Peer Review Doesn't Solve the Problem
Journal editors are becoming increasingly aware of how they are
being manipulated and are fighting back [17,18], but I must confess that it took me almost a quarter of a century editing for the BMJ
to wake up to what was happening. Editors work by considering the studies submitted to them. They ask the authors to send
them any related studies, but editors have no other mechanism to know what other unpublished studies exist. It's hard even
to know about related studies that are published, and it may be impossible to tell that studies are describing results from
some of the same patients. Editors may thus be peer reviewing one piece of a gigantic and clever marketing jigsaw—and
the piece they have is likely to be of high technical quality. It will probably pass peer review, a process that research
has anyway shown to be an ineffective lottery prone to bias and abuse [19].
Furthermore, the editors are likely to favour randomised trials.
Many journals publish few such trials and would like to publish more: they are, as I've said, a superior form of evidence.
The trials are also likely to be clinically interesting. Other reasons for publishing are less worthy. Publishers know that
pharmaceutical companies will often purchase thousands of dollars' worth of reprints, and the profit margin on reprints is
likely to be 70%. Editors, too, know that publishing such studies is highly profitable, and editors are increasingly responsible
for the budgets of their journals and for producing a profit for the owners. Many owners—including academic societies—depend
on profits from their journals. An editor may thus face a frighteningly stark conflict of interest: publish a trial that will
bring US$100 000 of profit or meet the end-of-year budget by firing an editor.

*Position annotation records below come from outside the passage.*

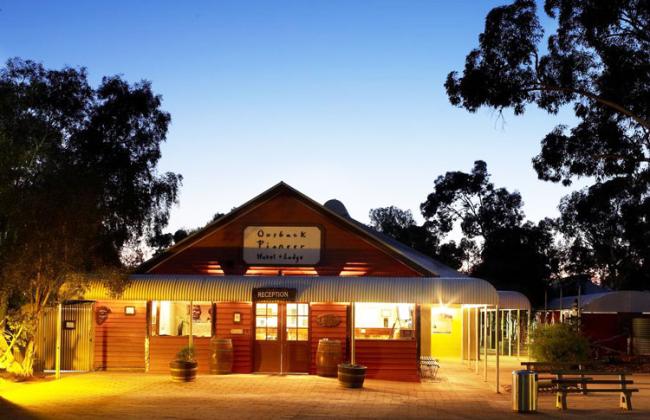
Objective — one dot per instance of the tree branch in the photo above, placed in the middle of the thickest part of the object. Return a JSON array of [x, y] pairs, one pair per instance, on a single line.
[[619, 108]]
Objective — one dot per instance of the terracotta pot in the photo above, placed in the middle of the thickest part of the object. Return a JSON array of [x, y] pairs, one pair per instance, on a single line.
[[328, 356], [183, 371], [221, 358], [351, 376]]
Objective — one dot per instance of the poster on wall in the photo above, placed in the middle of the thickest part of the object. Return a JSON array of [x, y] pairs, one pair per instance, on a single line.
[[282, 245], [441, 323]]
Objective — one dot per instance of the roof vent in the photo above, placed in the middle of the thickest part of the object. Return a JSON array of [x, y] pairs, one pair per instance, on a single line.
[[337, 207]]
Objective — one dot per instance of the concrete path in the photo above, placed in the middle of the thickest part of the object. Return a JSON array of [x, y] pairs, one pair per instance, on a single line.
[[458, 393]]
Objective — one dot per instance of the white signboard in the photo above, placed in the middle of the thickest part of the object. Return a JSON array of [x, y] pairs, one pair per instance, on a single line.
[[282, 245]]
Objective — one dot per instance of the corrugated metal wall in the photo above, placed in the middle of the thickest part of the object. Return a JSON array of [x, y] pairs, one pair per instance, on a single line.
[[449, 291], [76, 342]]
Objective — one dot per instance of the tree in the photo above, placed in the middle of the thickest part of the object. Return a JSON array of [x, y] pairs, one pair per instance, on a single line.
[[597, 60], [78, 182], [512, 255], [522, 258], [400, 225], [160, 241], [472, 200]]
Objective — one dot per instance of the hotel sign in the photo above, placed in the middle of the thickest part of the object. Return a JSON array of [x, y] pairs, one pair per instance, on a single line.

Journals Should Critique Trials, Not Publish
Them
How might we prevent journals from being an extension of the marketing
arm of pharmaceutical companies in publishing trials that favour their products? Editors can review protocols, insist on trials
being registered, demand that the role of sponsors be made transparent, and decline to publish trials unless researchers control
the decision to publish [17,18]. I doubt, however, that these steps will make much difference. Something more fundamental is needed.
Firstly, we need more public funding of trials, particularly of
large head-to-head trials of all the treatments available for treating a condition. Secondly, journals should perhaps stop
publishing trials. Instead, the protocols and results should be made available on regulated Web sites. Only such a radical
step, I think, will stop journals from being beholden to companies. Instead of publishing trials, journals could concentrate
on critically describing them.
Acknowledgments
This article is based on a talk that Richard Smith gave at
the Medical Society of London in October 2004 when receiving the HealthWatch Award for 2004. The speech is reported in the
January 2005 HealthWatch newsletter [20]. The article overlaps to a small extent with an article published in the BMJ [21].
Examples of Methods for Pharmaceutical
Companies to Get the Results They Want from Clinical Trials
·
Conduct a trial of your drug against a treatment known
to be inferior.
·
Trial your drugs against too low a dose of a competitor
drug.
·
Conduct a trial of your drug against too high a dose
of a competitor drug (making your drug seem less toxic).
·
Conduct trials that are too small to show differences
from competitor drugs.
·
Use multiple endpoints in the trial and select for publication
those that give favourable results.
·
Do multicentre trials and select for publication results
from centres that are favourable.
·
Conduct subgroup analyses and select for publication
those that are favourable.
·
Present results that are most likely to impress—for
example, reduction in relative rather than absolute risk.